八幡社(園部町船岡)
園部町船岡の八幡社です。園部城下で京街道から分岐し若狭方面へ通じる道を若狭街道といいます。若狭街道は園部町千妻から諏訪山峠を越え鉄道の船岡駅を過ぎると船岡の集落へ入っていきます。船岡は大堰川の水運の拠点となった集落で、『図説 園部の歴史』には街道の様子や当社について以下のように記されています。

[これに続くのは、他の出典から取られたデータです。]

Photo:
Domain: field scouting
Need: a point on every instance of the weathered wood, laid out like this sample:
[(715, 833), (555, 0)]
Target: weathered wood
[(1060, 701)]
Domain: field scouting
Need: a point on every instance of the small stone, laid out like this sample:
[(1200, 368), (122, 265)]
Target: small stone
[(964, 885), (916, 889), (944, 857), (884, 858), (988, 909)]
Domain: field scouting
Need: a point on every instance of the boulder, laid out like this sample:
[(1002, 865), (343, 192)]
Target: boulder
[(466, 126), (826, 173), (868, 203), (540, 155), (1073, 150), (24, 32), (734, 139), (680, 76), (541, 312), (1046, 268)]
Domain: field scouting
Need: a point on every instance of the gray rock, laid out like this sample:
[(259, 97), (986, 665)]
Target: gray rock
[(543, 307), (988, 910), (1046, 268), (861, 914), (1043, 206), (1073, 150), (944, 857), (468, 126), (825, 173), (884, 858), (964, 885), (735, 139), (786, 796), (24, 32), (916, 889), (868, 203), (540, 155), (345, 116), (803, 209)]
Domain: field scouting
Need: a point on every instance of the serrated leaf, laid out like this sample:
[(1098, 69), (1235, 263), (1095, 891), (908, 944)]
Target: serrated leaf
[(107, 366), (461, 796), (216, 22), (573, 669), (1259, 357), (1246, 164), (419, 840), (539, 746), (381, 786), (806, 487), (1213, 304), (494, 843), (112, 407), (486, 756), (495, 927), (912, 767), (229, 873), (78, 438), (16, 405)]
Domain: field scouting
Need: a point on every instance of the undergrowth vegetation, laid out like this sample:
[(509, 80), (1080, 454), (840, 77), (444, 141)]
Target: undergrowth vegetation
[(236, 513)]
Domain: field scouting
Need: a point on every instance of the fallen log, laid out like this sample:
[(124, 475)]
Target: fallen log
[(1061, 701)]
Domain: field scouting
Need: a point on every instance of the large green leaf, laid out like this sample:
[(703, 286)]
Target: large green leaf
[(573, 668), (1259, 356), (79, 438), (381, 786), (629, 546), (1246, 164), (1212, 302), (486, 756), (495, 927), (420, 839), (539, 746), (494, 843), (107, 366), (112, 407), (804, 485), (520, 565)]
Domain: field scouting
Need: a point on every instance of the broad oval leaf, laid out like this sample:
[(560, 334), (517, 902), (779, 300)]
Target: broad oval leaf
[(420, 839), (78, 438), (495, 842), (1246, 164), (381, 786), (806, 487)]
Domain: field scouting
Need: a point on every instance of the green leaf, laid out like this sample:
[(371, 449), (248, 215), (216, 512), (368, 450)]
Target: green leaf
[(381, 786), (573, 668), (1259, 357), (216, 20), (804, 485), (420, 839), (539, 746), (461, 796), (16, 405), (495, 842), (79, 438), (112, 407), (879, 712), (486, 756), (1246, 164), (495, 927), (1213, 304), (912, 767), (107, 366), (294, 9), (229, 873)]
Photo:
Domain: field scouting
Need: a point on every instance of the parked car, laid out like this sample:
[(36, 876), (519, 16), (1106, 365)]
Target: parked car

「道は駅前の広場から府道を横切って集落の間を抜けており、道筋にはかつての面影を伝えるマツの木が残る。またこの周辺には松屋・藤屋・硫黄屋という旅籠があったが、現在は屋号を伝えるのみとなっている。船岡は大堰川水運の拠点として、江戸時代より賑わったところであり、周辺には鍛冶屋・酒屋・魚屋・木挽屋などがあった。かつのて木挽屋の東南あたりは市場という小字であるが、木挽屋の傍らに八幡神が祀られていることから八幡町とも通称され、この通りを八幡町筋という」
大堰川舟運の拠点でもあった街道沿いの集落らしく、旅籠や商家など他村とは少し異なる賑やかな雰囲気が感じられます。小字地名の「市場」はかつて定期的に市がひらかれていた名残でしょうか。小さな路地にある小さな祠ですが、江戸時代には町や通りの名前になるくらいに、周辺の商家の人々の信仰をあつめていたものと思われます。現在の当社周辺はすっかり住宅地となっていますが、祠は綺麗に保たれていて今でも大切にされているようでした。